On March 12, 2015, I was struck by a car crossing the street.  I was going home to fetch my Bose system to be able to work out at my work place gym.  Music and working out for me is a plus. I was excited, This time I was really ready for it.  This accident put me into the worst funks ever.  I had damage on  left knee (the good knee, I called it). My right knee was always the problem, I found a way to over look it and train myself to healing it with exercise.  What a funk, I just ate, ate and ate some more, it was soothing for me. That burger with bacon, cheese, and fries was life for me. Like I said, I wasn't seeing the bigger picture.

My knees where totally giving up on me, this time I felt my whopping 340 lbs, that I was gently putting on. My back was a mess, my sleeping patterns were becoming less functional.  My soaring was getting louder for the fatigue I would feel after huge meals. No energy level what so ever.

I believe in higher being. I pray to God, Jesus Christ and La Virgin de Guadalupe. They have been my streetlight through this wicked world. I've always embraced who God made me to be and why he chose me to be in this body and earth. Your soul is what drives you to your divine nature.

I've always been a fat girl, since I can tell in the mirror or what people around me would call me. You know Maria "The Fat One."  Even my family had that nickname La Gorda. Yes, I know i'm fat, yet why do you have to remind me. Are you not happy with yourselves? No Fat person likes to be called names, people do it anyways.

I look deeper into a persons's being and understand them for who they are.  We are all of a master plan to keep this world in a total evolution.  With that thought, I start on a new journey with different views.



Friday, December 18, 2015

Bariatric Surgery the Beginning of a New Me ...

Hello!

Today embarks and I'm a embracing a new way of eating and finally viewing my mirror and watching the pounds melting us. That's my vision, my own future unfolding.

The process

Making a required Bergen Laparoscopy and Bariatic Associates meeting. My chose of doctor was Dr. Strain, 97 Engle Street, Englewood, NJ 07631.

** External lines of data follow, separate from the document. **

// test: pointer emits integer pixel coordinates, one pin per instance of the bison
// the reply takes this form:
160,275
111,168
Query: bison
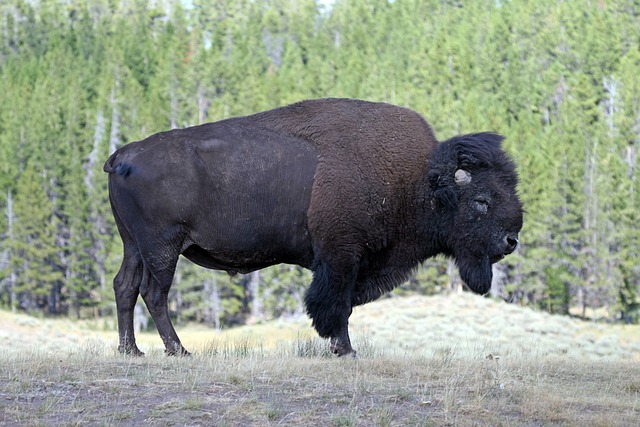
358,192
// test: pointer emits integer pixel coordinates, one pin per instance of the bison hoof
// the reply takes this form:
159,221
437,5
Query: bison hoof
130,351
341,350
178,352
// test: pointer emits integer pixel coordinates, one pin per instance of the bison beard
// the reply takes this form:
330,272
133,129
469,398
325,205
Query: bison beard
358,192
476,273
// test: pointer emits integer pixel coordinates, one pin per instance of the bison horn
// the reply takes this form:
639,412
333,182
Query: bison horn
462,177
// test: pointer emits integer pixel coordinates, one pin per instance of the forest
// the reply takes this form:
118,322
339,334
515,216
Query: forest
559,79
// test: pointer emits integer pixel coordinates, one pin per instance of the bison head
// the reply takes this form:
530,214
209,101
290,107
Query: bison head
474,189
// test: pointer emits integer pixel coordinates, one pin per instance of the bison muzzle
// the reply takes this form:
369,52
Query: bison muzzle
358,192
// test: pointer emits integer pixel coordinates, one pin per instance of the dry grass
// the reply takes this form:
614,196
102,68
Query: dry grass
508,366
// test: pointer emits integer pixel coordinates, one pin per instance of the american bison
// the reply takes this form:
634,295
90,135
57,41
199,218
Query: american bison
358,192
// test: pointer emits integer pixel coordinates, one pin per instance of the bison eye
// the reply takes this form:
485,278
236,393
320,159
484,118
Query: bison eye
481,204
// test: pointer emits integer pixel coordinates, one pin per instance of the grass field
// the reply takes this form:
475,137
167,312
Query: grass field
446,360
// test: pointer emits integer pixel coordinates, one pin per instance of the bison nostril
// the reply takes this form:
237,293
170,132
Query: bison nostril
512,244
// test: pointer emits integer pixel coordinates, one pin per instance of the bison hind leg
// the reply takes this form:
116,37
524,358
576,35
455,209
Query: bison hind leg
328,302
126,285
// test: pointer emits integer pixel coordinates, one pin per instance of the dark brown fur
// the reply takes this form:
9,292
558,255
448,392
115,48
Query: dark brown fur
358,192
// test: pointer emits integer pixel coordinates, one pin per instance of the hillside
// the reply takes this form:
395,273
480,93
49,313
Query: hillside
464,323
446,360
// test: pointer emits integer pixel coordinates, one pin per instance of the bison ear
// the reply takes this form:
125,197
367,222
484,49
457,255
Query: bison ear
462,177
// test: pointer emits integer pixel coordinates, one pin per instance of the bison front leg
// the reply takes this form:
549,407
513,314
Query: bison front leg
328,302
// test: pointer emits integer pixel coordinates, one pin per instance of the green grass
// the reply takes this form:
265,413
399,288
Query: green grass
455,360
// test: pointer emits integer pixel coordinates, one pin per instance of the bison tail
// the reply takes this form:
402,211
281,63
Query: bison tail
109,164
122,169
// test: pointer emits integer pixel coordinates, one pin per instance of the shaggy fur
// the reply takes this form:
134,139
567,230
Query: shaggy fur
358,192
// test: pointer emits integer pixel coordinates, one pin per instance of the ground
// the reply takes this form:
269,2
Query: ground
446,360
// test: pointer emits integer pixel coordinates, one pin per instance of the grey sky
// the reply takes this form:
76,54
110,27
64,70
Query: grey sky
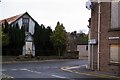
72,13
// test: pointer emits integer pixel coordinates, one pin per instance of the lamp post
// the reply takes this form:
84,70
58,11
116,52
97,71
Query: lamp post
99,14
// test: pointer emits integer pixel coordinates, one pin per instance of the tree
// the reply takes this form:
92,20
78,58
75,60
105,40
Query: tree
59,38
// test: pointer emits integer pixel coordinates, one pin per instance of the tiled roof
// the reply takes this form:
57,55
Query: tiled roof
11,19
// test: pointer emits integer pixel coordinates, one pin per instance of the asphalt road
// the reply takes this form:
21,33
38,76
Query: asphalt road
44,70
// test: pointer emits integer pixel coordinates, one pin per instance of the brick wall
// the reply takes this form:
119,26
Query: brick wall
104,37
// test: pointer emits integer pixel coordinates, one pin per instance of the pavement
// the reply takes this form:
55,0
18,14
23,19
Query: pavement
83,70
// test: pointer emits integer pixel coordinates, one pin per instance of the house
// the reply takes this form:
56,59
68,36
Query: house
24,20
83,50
104,38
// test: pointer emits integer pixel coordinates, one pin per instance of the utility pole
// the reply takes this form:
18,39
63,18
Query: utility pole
99,14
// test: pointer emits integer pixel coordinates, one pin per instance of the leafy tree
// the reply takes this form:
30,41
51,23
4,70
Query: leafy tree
59,38
4,38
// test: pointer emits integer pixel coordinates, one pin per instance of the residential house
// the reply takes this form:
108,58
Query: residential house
105,37
24,20
83,51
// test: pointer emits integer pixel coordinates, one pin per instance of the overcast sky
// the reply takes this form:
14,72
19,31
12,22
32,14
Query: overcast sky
72,13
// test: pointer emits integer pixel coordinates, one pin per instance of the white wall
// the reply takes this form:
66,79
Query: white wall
82,51
31,26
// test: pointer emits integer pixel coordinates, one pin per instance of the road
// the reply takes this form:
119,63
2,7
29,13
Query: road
44,69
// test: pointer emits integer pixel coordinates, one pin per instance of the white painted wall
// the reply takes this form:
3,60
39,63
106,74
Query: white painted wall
82,51
25,51
31,26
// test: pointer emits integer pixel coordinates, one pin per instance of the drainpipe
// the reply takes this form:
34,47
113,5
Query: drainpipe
99,14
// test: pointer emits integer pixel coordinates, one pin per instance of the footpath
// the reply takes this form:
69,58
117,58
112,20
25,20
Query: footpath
83,70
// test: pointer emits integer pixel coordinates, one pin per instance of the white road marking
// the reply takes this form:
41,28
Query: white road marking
58,76
3,70
74,67
14,69
30,71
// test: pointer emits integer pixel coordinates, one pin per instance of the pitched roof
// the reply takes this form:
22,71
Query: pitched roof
11,19
15,18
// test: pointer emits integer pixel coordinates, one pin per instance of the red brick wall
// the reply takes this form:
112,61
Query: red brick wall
104,37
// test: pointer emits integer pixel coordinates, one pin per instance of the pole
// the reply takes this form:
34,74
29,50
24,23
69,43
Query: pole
99,14
92,58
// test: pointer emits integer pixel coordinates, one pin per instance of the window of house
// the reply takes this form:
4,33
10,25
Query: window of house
26,24
115,18
115,53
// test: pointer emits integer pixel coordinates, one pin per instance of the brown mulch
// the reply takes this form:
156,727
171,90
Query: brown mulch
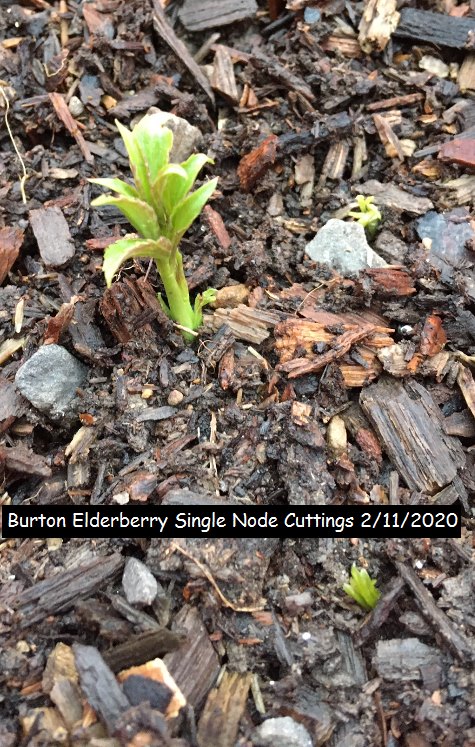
305,386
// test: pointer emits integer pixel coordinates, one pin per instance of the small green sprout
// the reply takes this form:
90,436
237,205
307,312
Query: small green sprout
362,588
367,214
161,207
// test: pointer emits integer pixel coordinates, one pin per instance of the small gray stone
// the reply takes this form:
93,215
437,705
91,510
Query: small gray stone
281,732
186,138
140,586
185,497
52,235
49,379
343,246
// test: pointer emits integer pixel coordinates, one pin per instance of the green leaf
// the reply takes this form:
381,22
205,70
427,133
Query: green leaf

Reaching and getting in contact with a prior patient that has done the procedure. (This will help you learn their story and why they chose to use bariatric surgery for a everyday tool)

Office visit to get all the necessary paperwork, Following all instructions for my insurance requisites NJ Horizon Direct 10.

  1. Obtain letter(s) of medical necessity (primary/specialists)
  2. Mental health clearance
  3. Nutrition Clearance
  4. 3 month medically supervised wight loss program (nutritionist) 
  5. Preoperative testing 
  6. Medical clearance (primary)
Once your requirements are completed, please note that all results should be forward to your pertaining doctor office's for a tentative surgery date. 

My surgery date December 17, 2015.




Monday, December 14, 2015

The struggle of writing my thoughts

Where have I've been through all these years? Lost in my own mind that I can not create or no one is reading my entries.  I read an acquaintance entry a long the lines of Poetry and who is reading. I reminded myself of my poetry/writing/thoughts and if I don't post; who reads?

Monday, November 21, 2011

Hefty Little Mother

I've been a Fat Girl all my life, I turned that Fat Girl - into a Hefty Little Mother - with that said. silence has been a key for my thoughts to speak.